INTEGRATION OF COMPUTATIONAL FLUID DYNAMICS INTO AN INTRODUCTORY FLUID MECHANICS COURSE

Abstract

Traditional didactic collegiate thermal-fluid engineering courses, in particular those without a laboratory component, lack the opportunity for experiential learning, among other beneficial aspects of hands-on learning. The process of conducting experiments and comparing results to theoretical predictions provides invaluable educational experiences, of which include but are not limited to the introspective questioning of established paradigms, the conversion of short-term memories into long-term memory recall through practice, and the ability to be actively engaged in learning through partner or group activities.

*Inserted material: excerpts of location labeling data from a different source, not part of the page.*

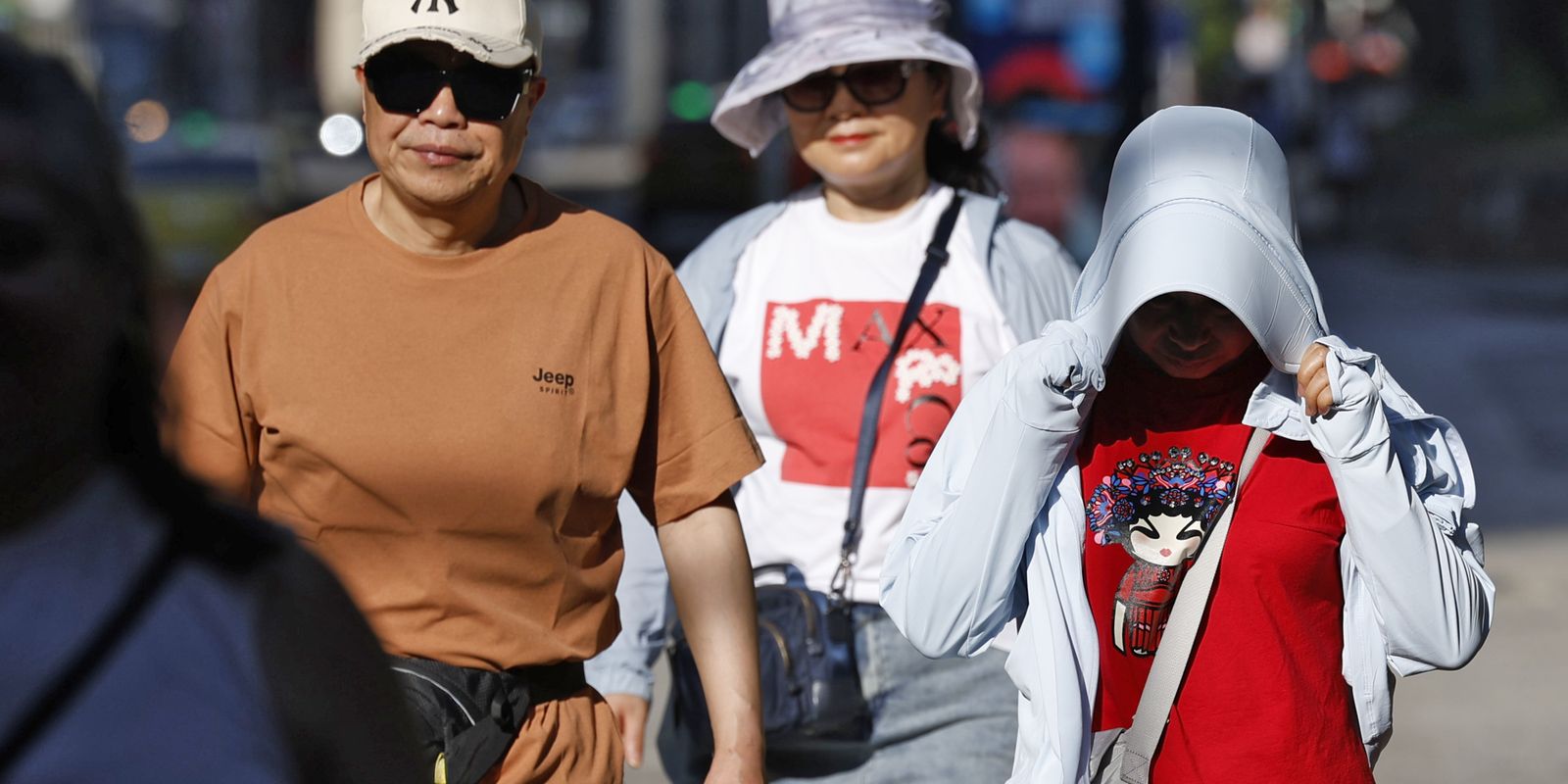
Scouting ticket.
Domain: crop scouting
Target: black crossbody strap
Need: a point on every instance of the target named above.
(935, 259)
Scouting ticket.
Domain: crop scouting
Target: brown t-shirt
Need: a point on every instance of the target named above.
(452, 433)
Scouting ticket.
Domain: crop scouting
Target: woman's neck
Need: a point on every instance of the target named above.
(867, 203)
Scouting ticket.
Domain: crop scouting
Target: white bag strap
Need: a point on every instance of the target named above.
(1181, 632)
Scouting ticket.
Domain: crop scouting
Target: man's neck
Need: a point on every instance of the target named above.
(477, 223)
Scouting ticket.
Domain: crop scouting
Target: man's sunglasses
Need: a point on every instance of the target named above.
(870, 83)
(407, 85)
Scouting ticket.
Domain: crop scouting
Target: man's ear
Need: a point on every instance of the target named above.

In an attempt to overcome this deficiency, the use of Computational Fluid Dynamics (CFD) software was integrated into a lecture-based junior-level introductory Fluid Mechanics course. The use of ANSYS CFX, a commercially available CFD software, was used to complement the presentation and instruction of the subject of differential description of fluid motion, namely the Navier-Stokes equations. Students used ANSYS CFX to not only generate visualizations of flow and pressure fields, but also to validate analytic solutions for potential and laminar viscous flows for various geometries, boundary conditions, and fluid properties, after a brief introduction to the theory of the Finite Volume Method. Student perceptions on the use of ANSYS CFX toward their learning and engagement were quantified through mixed-method open- and closed-ended survey questions, which were coded and analyzed to provide qualitative and quantitative feedback. The results of the survey are intended to guide the implementation of CFD into a junior-level mechanical engineering course, with an emphasis on increasing student engagement with the material and satisfaction.